“A custodial bank in Australia like State Street or BNP Paribas must have the assets completely segregated from other depositors, all banks will do this. The SVB assets would be independently segregated and verifiable,” he said.
“Offshore has all different rules. European banks after [convicted fraudster Bernie] Madoff where the assets didn’t exist and the banks didn’t do their homework, they created a concept called UCITS IV for a depositary that has a fiduciary and custodial responsibility.”
On Monday, Australian time, the US Treasury and Federal Reserve said all SVB depositors would be repaid their savings in full, and set up a new line of funding to stem fears of a broader run on US regional banks.
The gross asset value of the individual investment funds is commonly anywhere between $US10 million and more than $US1 billion, with most of the funds smaller than $US500 million.
The data was sourced by US intelligence group Castle Hill using a proprietary tool that allows it to track ADV registration forms submitted to the SEC by investment managers that employ key service providers such as administrators, auditors, and custodians.
Custody requirements
Under the US Dodd Frank Act conceived in the aftermath of the global financial crisis, certain private equity, hedge fund, and other multi-asset fund managers must register with the SEC as investment advisers to comply with custody rules, after laws were tightened to narrow reporting exemptions.
Some pure play venture capital firms still qualify for exemptions from SEC registration.
US and global custody rules generally mean all cash and other securities purchased by an investment fund must be sent to the segregated custodian, which may be subject to independent audits and liable for preparing account statements.
Under a service agreement, a custodian or funds administrator is also generally responsible for complex security arrangements around funds transfer authorisations as one line of defence against fraudulent activity.
Other back office or prime brokerage functions such as securities lending, re-hypothecation, fund accounting, unit pricing, reconciliations, and the preparation of periodic statements may also be provided by the asset servicing arms of investment banks, segregated from custody functions.

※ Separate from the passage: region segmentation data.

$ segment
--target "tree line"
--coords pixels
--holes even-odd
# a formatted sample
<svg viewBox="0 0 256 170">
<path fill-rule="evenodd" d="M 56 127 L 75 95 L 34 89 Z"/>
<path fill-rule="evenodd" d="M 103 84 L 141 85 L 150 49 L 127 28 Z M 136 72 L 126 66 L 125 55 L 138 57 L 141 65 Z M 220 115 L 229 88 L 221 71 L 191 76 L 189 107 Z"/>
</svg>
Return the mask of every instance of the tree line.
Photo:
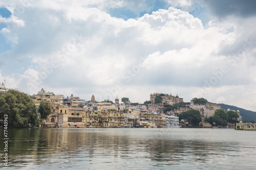
<svg viewBox="0 0 256 170">
<path fill-rule="evenodd" d="M 38 108 L 27 94 L 14 90 L 0 93 L 0 117 L 8 115 L 8 127 L 24 127 L 28 125 L 38 125 L 41 119 L 52 113 L 48 102 L 41 101 Z"/>
</svg>

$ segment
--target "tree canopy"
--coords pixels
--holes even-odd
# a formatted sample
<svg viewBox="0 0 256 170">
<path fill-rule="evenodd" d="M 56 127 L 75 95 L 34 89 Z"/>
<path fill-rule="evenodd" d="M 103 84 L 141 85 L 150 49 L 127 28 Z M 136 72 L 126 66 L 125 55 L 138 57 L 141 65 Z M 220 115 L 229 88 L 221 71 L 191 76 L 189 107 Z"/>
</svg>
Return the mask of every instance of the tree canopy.
<svg viewBox="0 0 256 170">
<path fill-rule="evenodd" d="M 52 113 L 51 106 L 49 105 L 48 102 L 42 101 L 40 103 L 39 113 L 41 115 L 41 118 L 47 118 L 47 116 Z"/>
<path fill-rule="evenodd" d="M 163 100 L 163 98 L 162 98 L 161 96 L 157 95 L 156 98 L 155 98 L 155 103 L 156 104 L 161 103 L 162 103 L 162 100 Z"/>
<path fill-rule="evenodd" d="M 123 103 L 129 103 L 130 102 L 129 98 L 122 98 L 122 102 Z"/>
<path fill-rule="evenodd" d="M 10 90 L 0 95 L 0 117 L 3 119 L 5 114 L 8 115 L 9 127 L 38 125 L 40 119 L 36 109 L 34 101 L 23 92 Z"/>
<path fill-rule="evenodd" d="M 195 127 L 198 126 L 202 121 L 202 116 L 198 110 L 189 110 L 179 114 L 179 119 L 186 120 L 189 125 Z"/>
<path fill-rule="evenodd" d="M 208 101 L 203 98 L 198 99 L 197 98 L 195 98 L 192 99 L 191 102 L 193 102 L 194 103 L 198 103 L 198 102 L 208 102 Z"/>
</svg>

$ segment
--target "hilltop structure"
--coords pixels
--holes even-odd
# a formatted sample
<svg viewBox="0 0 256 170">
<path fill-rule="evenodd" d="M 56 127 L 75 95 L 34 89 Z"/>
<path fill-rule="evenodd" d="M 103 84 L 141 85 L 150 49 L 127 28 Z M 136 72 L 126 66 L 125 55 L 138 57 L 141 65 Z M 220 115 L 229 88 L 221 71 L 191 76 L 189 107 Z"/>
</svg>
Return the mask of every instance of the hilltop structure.
<svg viewBox="0 0 256 170">
<path fill-rule="evenodd" d="M 200 112 L 203 119 L 213 116 L 215 110 L 221 109 L 221 105 L 218 104 L 206 102 L 193 102 L 190 104 L 190 108 Z"/>
<path fill-rule="evenodd" d="M 160 104 L 162 105 L 168 105 L 172 106 L 177 103 L 183 103 L 183 99 L 179 98 L 178 94 L 175 96 L 172 95 L 172 94 L 168 95 L 167 94 L 154 93 L 153 94 L 152 93 L 150 94 L 150 101 L 151 102 L 151 104 L 155 104 L 155 98 L 156 98 L 157 96 L 161 96 L 162 98 L 161 103 Z"/>
<path fill-rule="evenodd" d="M 2 84 L 0 84 L 0 93 L 6 93 L 7 91 L 6 91 L 6 88 L 5 88 L 5 85 L 3 83 Z"/>
</svg>

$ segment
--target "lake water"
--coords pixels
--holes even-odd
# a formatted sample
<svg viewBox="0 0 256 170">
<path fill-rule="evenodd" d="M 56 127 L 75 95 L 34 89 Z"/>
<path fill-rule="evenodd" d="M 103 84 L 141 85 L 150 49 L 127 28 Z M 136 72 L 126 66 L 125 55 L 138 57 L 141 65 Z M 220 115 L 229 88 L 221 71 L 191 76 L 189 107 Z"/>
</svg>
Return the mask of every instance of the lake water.
<svg viewBox="0 0 256 170">
<path fill-rule="evenodd" d="M 4 166 L 0 130 L 0 167 Z M 231 129 L 8 129 L 8 169 L 255 169 L 256 131 Z"/>
</svg>

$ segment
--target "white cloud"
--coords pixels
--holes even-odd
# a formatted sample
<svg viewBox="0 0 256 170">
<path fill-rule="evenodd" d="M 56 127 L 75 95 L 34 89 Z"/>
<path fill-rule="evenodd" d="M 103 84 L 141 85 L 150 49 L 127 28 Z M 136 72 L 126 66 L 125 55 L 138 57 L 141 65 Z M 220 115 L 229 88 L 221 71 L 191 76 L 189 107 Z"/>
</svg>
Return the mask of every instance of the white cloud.
<svg viewBox="0 0 256 170">
<path fill-rule="evenodd" d="M 245 28 L 250 28 L 249 19 L 212 20 L 204 28 L 188 12 L 169 8 L 125 21 L 106 11 L 125 7 L 127 2 L 61 2 L 36 1 L 24 6 L 1 2 L 0 6 L 9 4 L 13 13 L 21 5 L 25 9 L 16 18 L 12 16 L 18 21 L 10 20 L 9 27 L 2 31 L 14 43 L 13 50 L 0 54 L 5 75 L 0 78 L 12 82 L 10 86 L 31 93 L 30 83 L 34 85 L 32 93 L 42 87 L 86 100 L 94 94 L 98 101 L 106 96 L 113 100 L 117 93 L 120 99 L 126 96 L 143 102 L 151 92 L 172 93 L 185 102 L 204 97 L 256 110 L 252 100 L 256 95 L 252 87 L 256 48 L 244 51 L 234 64 L 230 62 L 233 58 L 227 60 L 243 48 L 241 36 L 256 41 L 255 31 L 249 29 L 248 33 Z M 179 3 L 185 7 L 192 3 Z M 141 58 L 146 58 L 146 64 L 138 67 Z M 53 66 L 53 62 L 57 65 Z M 219 78 L 216 74 L 225 65 L 228 71 Z M 47 77 L 40 79 L 44 72 Z M 210 90 L 198 90 L 215 78 L 217 82 Z M 116 90 L 119 82 L 122 87 Z"/>
</svg>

The Wall Street and European financial services giants commonly split business units between asset management and asset servicing, with reporting lines segregated and the head of each unit reporting into the chief executive.
Mr Kalman said Australian registered investment schemes must have a legal custodian under the rules in ASIC regulatory guide 133 and other financial services laws to ensure minimum regulatory capital and segregated responsibilities.
However, the California lender’s meltdown affected at least eight ASX-listed tech businesses and potentially hundreds of local start-ups that scrambled to retrieve deposits and find new banking partners.
Private equity firms including Ares Management, Blackstone, Carlyle Group and KKR are now looking to buy some of the loan assets on SVB’s books, according to Bloomberg.
Investment bank HSBC agreed to buy the UK arm of SVB for £1 this week in a bailout that will ease the pressure on government, as the biggest bank collapse since the GFC sends after shocks through capital markets.